A recent Atlantic piece on humor and psychology, which focused on the “dark psychology” of comedians, seems to me to have buried the lead:
http://bit.ly/1futmup
What’s really interesting to me are the relationships between humor, intelligence, and gender.
1. Humor is correlated with intelligence:
“For a 2011 study published in the journal Intelligence, Greengross gave 400 undergrads a series of verbal and abstract-reasoning intelligence tests, and then measured them against history’s greatest yardstick of hilarity: writing captions for New Yorker cartoons.
The captions were then rated by the judges, who were blind to any of the participants’ identifiable information.
As he expected, the students who scored higher on the intelligence measures also created the funniest captions. This makes sense. According to all of the theories of humor, wit involves putting discordant ideas together quickly, all while being perceptive enough to offend your audience a little, but not too much.”
2. Male students wrote funnier captions than female students:
“Greengross found that the male students wrote more and funnier captions than the female students did, even though the men had only slightly larger vocabularies on average.
Of course, it could be that writing New Yorker captions isn’t how women best express humor. Or it could be that women don’t feel as comfortable spouting a bunch of violations, however benign, in a clinical setting.
The evolutionary explanation, though, is that women use humor as a proxy to select the cleverest mates from a crowd. It’s apparently how we determine mental fitness without forcing men to tattoo their SAT scores on their foreheads.
One key part of the experiment, though, was that the men were actually attempting more jokes. They wrote more captions overall, so they had more total successes.
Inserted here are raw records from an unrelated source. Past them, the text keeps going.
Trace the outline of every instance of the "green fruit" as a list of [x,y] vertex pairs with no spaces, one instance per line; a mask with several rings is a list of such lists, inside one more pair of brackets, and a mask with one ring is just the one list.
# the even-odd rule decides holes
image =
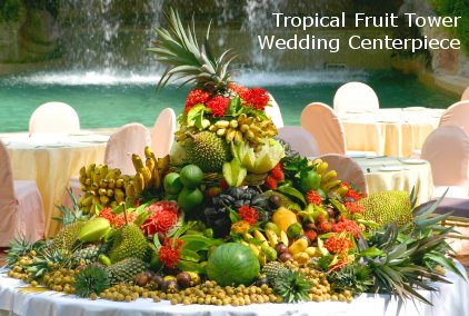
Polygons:
[[163,180],[164,192],[169,195],[177,195],[182,189],[182,182],[179,174],[171,172],[166,175]]
[[248,246],[227,243],[209,256],[207,276],[220,286],[250,285],[259,275],[260,265]]
[[182,185],[190,189],[200,186],[203,179],[202,170],[196,165],[187,165],[179,174]]
[[310,170],[308,172],[302,172],[300,176],[300,188],[305,194],[312,189],[318,189],[320,184],[321,176],[316,171]]
[[190,211],[201,205],[203,201],[202,191],[198,188],[190,189],[184,187],[178,196],[178,204],[183,211]]
[[229,144],[211,131],[194,135],[187,142],[186,152],[188,160],[204,172],[219,172],[223,164],[232,159]]

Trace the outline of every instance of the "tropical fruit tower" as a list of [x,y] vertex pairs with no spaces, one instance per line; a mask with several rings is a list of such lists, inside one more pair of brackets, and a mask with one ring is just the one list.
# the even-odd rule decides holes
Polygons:
[[83,166],[83,195],[60,207],[50,240],[18,237],[8,276],[31,292],[171,304],[351,302],[366,292],[426,303],[417,289],[460,275],[449,229],[413,194],[366,196],[321,159],[276,139],[270,95],[231,81],[209,32],[199,45],[174,11],[149,51],[159,87],[191,85],[171,155],[132,156],[134,175]]

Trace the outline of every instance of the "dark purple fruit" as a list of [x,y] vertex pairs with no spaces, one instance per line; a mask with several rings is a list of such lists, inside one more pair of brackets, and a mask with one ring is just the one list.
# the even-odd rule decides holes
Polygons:
[[133,282],[138,286],[146,286],[149,280],[150,280],[150,278],[148,277],[148,275],[146,273],[140,273],[140,274],[138,274],[133,277]]
[[176,276],[176,279],[178,280],[178,285],[181,288],[187,288],[190,286],[190,282],[192,280],[190,275],[188,273],[179,273]]
[[280,244],[277,244],[276,250],[277,250],[277,254],[281,255],[288,251],[288,247],[283,243],[280,243]]
[[283,253],[279,256],[279,260],[282,263],[287,263],[290,259],[291,259],[290,253]]

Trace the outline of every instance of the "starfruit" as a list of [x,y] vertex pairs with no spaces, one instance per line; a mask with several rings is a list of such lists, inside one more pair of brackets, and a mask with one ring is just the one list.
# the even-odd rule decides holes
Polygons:
[[91,218],[78,234],[81,243],[91,243],[101,239],[111,229],[111,224],[102,217]]
[[258,152],[255,152],[255,149],[243,141],[233,145],[233,155],[249,172],[266,174],[279,164],[285,156],[285,150],[276,139],[265,138],[265,145]]

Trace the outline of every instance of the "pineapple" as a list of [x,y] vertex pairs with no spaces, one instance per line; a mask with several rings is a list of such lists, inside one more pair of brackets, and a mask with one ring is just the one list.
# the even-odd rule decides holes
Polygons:
[[208,40],[210,27],[203,45],[199,46],[194,27],[188,28],[186,32],[178,12],[171,9],[167,21],[169,30],[157,28],[159,38],[154,42],[156,47],[148,49],[157,56],[157,61],[167,65],[158,87],[163,88],[170,81],[181,80],[180,86],[192,83],[196,89],[227,95],[231,77],[228,66],[236,55],[230,50],[221,53],[218,59],[212,55]]

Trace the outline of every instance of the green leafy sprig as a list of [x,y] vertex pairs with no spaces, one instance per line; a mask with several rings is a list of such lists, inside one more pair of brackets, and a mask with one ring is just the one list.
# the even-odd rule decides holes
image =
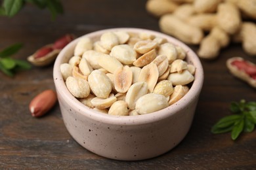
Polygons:
[[15,44],[0,51],[0,71],[7,76],[14,76],[16,71],[31,68],[27,61],[10,57],[18,52],[22,47],[22,44]]
[[239,103],[232,102],[230,111],[234,114],[219,120],[212,128],[213,133],[223,133],[231,131],[231,138],[236,140],[242,132],[251,132],[256,124],[256,102],[245,102],[242,99]]
[[27,3],[34,4],[40,9],[48,8],[53,20],[56,18],[58,14],[64,12],[60,0],[3,0],[0,7],[0,15],[14,16]]

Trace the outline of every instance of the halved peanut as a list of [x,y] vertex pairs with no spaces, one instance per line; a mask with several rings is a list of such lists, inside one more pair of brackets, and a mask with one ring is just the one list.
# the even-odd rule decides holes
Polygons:
[[176,50],[178,53],[177,59],[184,60],[186,56],[186,52],[179,46],[175,46]]
[[100,56],[98,59],[98,63],[102,68],[111,73],[114,73],[116,70],[123,67],[120,61],[107,54]]
[[126,94],[125,101],[130,109],[135,109],[137,101],[148,93],[148,85],[144,82],[138,82],[131,86]]
[[99,112],[104,113],[104,114],[108,114],[108,110],[106,109],[100,109],[95,107],[95,108],[93,108],[93,110],[95,110],[95,111]]
[[150,63],[145,65],[140,71],[139,76],[139,82],[145,82],[148,84],[148,89],[150,93],[153,92],[158,79],[158,69],[156,64]]
[[173,61],[173,62],[171,64],[171,70],[170,73],[175,73],[178,72],[179,73],[182,73],[183,70],[188,69],[188,63],[181,60],[177,59]]
[[170,74],[171,67],[169,65],[165,72],[163,74],[158,77],[158,81],[163,80],[166,80],[168,78],[169,75]]
[[72,76],[75,78],[82,78],[87,80],[88,76],[83,75],[78,67],[74,66],[72,69]]
[[82,37],[78,41],[74,50],[74,55],[81,56],[87,50],[93,49],[93,42],[88,37]]
[[113,94],[111,94],[106,99],[98,97],[94,97],[91,99],[91,103],[95,107],[103,109],[110,107],[116,100],[116,97]]
[[194,75],[196,73],[196,67],[192,64],[188,64],[188,71],[191,75]]
[[169,63],[171,63],[178,56],[178,52],[175,46],[170,42],[167,42],[160,45],[158,54],[160,55],[166,56],[167,57]]
[[162,44],[167,42],[167,40],[165,38],[161,38],[161,37],[156,37],[153,41],[156,42],[158,45],[161,45]]
[[93,70],[90,64],[84,58],[81,59],[80,63],[78,66],[81,72],[83,73],[83,75],[85,76],[89,76],[89,75],[91,74],[91,72],[92,72]]
[[171,73],[167,78],[174,86],[185,85],[194,80],[194,76],[187,71],[184,70],[181,73]]
[[101,66],[98,65],[98,59],[104,55],[106,54],[95,50],[88,50],[83,53],[82,58],[85,58],[86,59],[93,69],[98,69],[101,68]]
[[108,114],[116,116],[128,116],[127,103],[119,100],[113,103],[108,110]]
[[112,90],[110,78],[98,70],[91,73],[88,76],[88,82],[93,94],[98,97],[108,98]]
[[145,32],[142,32],[139,34],[139,37],[142,40],[153,40],[154,38],[156,38],[156,35]]
[[145,54],[158,46],[158,43],[153,41],[142,40],[134,45],[134,49],[140,54]]
[[128,91],[133,81],[133,72],[131,68],[125,65],[119,67],[114,73],[114,84],[115,89],[119,93],[125,93]]
[[128,44],[115,46],[110,55],[116,58],[123,64],[131,64],[136,60],[137,52]]
[[77,66],[80,62],[81,57],[75,56],[72,57],[68,61],[68,63],[73,67],[74,66]]
[[68,77],[72,76],[72,67],[68,63],[62,63],[60,65],[60,72],[63,79],[66,80]]
[[138,67],[132,66],[130,67],[131,71],[133,72],[133,82],[134,84],[135,82],[139,82],[139,76],[140,74],[141,69]]
[[85,97],[85,98],[81,98],[81,99],[79,99],[79,101],[82,103],[83,105],[85,105],[85,106],[87,106],[90,108],[94,108],[95,107],[93,105],[93,104],[91,103],[91,101],[95,97],[95,95],[94,95],[93,94],[89,94],[89,95]]
[[68,90],[75,97],[85,98],[90,94],[90,87],[85,79],[69,76],[66,80],[66,84]]
[[123,44],[127,42],[130,38],[130,35],[125,31],[118,31],[114,32],[117,36],[119,44]]
[[169,96],[173,92],[173,84],[171,81],[164,80],[159,82],[154,89],[153,93]]
[[158,111],[168,106],[168,101],[164,95],[148,94],[137,100],[135,109],[139,114],[144,114]]
[[169,105],[171,105],[181,99],[188,92],[188,90],[189,88],[186,86],[177,85],[173,89],[173,94],[170,95],[170,99],[168,101]]
[[161,76],[165,72],[169,66],[168,59],[164,55],[157,56],[152,62],[155,63],[158,66],[159,76]]
[[140,115],[135,109],[134,110],[130,110],[128,112],[129,116],[137,116],[137,115]]
[[124,94],[124,93],[117,93],[115,95],[115,97],[117,99],[117,100],[125,101],[126,94]]
[[96,52],[101,52],[106,54],[109,54],[110,52],[110,50],[108,50],[102,46],[100,41],[96,41],[93,44],[93,50]]
[[103,33],[100,36],[100,42],[102,46],[109,51],[111,51],[113,46],[119,44],[117,36],[112,32]]
[[133,62],[133,65],[139,67],[143,67],[151,63],[156,57],[156,49],[153,49],[139,57],[135,61]]

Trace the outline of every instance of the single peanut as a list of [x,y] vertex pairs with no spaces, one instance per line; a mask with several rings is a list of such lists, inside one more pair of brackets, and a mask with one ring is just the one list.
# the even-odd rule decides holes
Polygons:
[[45,114],[57,101],[56,93],[52,90],[47,90],[36,95],[30,102],[29,109],[33,117]]

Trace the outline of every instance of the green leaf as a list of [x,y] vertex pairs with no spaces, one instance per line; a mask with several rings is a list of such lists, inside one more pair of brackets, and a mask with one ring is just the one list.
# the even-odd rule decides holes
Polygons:
[[16,65],[15,61],[11,58],[2,58],[0,60],[0,62],[5,69],[9,70],[13,69]]
[[256,110],[249,111],[249,113],[251,114],[251,118],[254,121],[254,123],[256,124]]
[[18,52],[22,47],[22,44],[20,43],[14,44],[11,46],[9,46],[0,52],[0,58],[9,57]]
[[239,113],[241,112],[239,104],[236,102],[232,102],[230,107],[230,110],[233,113]]
[[234,123],[239,119],[242,118],[242,115],[240,114],[234,114],[225,116],[220,119],[213,126],[217,126],[219,128],[224,128],[228,126],[229,124]]
[[234,126],[231,131],[231,138],[236,140],[244,129],[244,120],[241,120]]
[[5,14],[10,17],[14,16],[22,8],[23,4],[23,0],[4,0],[3,5]]
[[15,63],[16,66],[20,67],[20,69],[30,69],[31,68],[31,65],[26,61],[15,60]]
[[58,14],[62,14],[63,7],[60,1],[58,0],[47,0],[47,8],[51,12],[52,19],[55,20]]
[[11,70],[5,69],[1,62],[0,62],[0,70],[7,76],[13,76],[14,75],[14,74]]
[[3,7],[0,7],[0,15],[6,15],[5,10]]
[[46,7],[47,1],[45,0],[25,0],[26,1],[35,4],[38,8],[43,9]]
[[245,105],[245,108],[249,110],[256,110],[256,102],[250,101]]
[[246,132],[251,132],[255,128],[254,122],[251,119],[251,115],[247,115],[244,120],[244,131]]

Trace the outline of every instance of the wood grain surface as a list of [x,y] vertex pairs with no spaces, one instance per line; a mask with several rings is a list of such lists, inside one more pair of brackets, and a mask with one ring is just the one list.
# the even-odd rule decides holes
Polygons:
[[[158,19],[145,10],[146,0],[62,1],[65,13],[55,21],[49,11],[33,5],[13,18],[0,16],[0,49],[22,42],[24,48],[14,58],[26,60],[66,33],[79,37],[121,27],[160,31]],[[198,46],[191,48],[196,52]],[[219,118],[230,114],[231,101],[256,101],[255,89],[228,73],[226,61],[233,56],[256,63],[239,44],[223,49],[214,61],[202,60],[204,84],[186,137],[172,150],[137,162],[112,160],[83,148],[66,130],[58,105],[42,118],[31,116],[32,99],[45,89],[54,89],[53,65],[33,66],[14,78],[0,73],[0,169],[255,169],[255,130],[236,141],[230,133],[210,131]]]

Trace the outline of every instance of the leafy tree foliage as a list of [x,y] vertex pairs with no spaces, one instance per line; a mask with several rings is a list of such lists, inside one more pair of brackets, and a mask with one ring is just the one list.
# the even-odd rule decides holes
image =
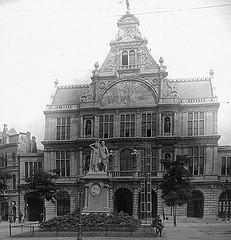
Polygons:
[[27,178],[25,184],[19,186],[20,190],[25,191],[25,197],[36,197],[41,200],[53,200],[57,193],[57,185],[54,182],[56,176],[39,171],[31,178]]
[[178,155],[175,161],[166,162],[166,173],[160,185],[162,198],[167,206],[173,207],[174,226],[176,226],[176,209],[192,197],[190,173],[186,168],[188,157]]
[[[4,199],[4,195],[1,195],[1,193],[3,193],[8,188],[6,180],[8,178],[10,178],[10,177],[11,176],[8,173],[0,171],[0,213],[2,212],[2,210],[1,210],[1,201],[5,200]],[[1,218],[2,218],[2,216],[0,214],[0,222],[2,220]]]

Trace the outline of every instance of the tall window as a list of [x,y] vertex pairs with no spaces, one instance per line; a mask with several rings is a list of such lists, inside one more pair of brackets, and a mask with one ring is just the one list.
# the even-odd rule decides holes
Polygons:
[[57,118],[56,127],[56,139],[57,140],[69,140],[70,139],[70,124],[71,119],[68,118]]
[[99,137],[112,138],[114,129],[114,115],[99,116]]
[[156,136],[156,113],[142,114],[142,137]]
[[222,157],[221,175],[231,175],[231,157]]
[[70,213],[70,195],[66,191],[57,193],[57,216]]
[[13,175],[12,177],[12,189],[16,189],[16,176]]
[[70,176],[70,151],[56,152],[56,170],[61,177]]
[[205,165],[205,148],[204,147],[191,147],[189,148],[189,172],[192,175],[204,174]]
[[85,137],[91,136],[92,136],[92,121],[90,119],[87,119],[85,123]]
[[38,171],[42,171],[41,162],[25,162],[25,178],[32,177]]
[[188,113],[188,135],[204,135],[205,132],[205,113],[189,112]]
[[122,65],[127,66],[128,65],[128,52],[127,51],[123,51],[122,52]]
[[135,65],[136,64],[136,52],[135,50],[124,50],[122,52],[122,66]]
[[13,165],[16,164],[16,154],[12,153],[12,160],[13,160]]
[[120,137],[135,136],[135,114],[120,115]]
[[129,65],[135,65],[135,51],[131,50],[129,52]]
[[158,149],[152,148],[152,161],[151,161],[151,170],[154,172],[152,175],[156,175],[158,171]]
[[25,178],[28,178],[28,162],[25,162]]

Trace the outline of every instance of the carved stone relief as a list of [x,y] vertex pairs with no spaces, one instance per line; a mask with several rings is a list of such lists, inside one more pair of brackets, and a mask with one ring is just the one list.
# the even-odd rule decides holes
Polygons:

“Men are trying harder than women to make others laugh. They tend to produce or try to produce more humor in the presence of women,” Greengross said. “On the other hand, women tend to laugh more than men in general, and especially when men are present.”
The interesting thing is that males aren’t “funnier” than females; rather, they are more aggressively transgressional and try harder to make jokes because being funny plays a major role in mate selection.
3. More sexual women are funnier.
“But humor can function as a mate-luring strategy for women, too: The authors found that the female participants who had started having sex earlier or had a greater number of sexual partners were also the ones who produced the funnier captions.”
Kathy Griffin jokes aside, it seems like being an aggressive, energetic woman helps in luring mates. Of course, it may simply be that funny women are more like to want to have sex with men; as one study famously showed, 70% of college men readily agreed to have sex with a complete stranger they just met, as long as she was hot.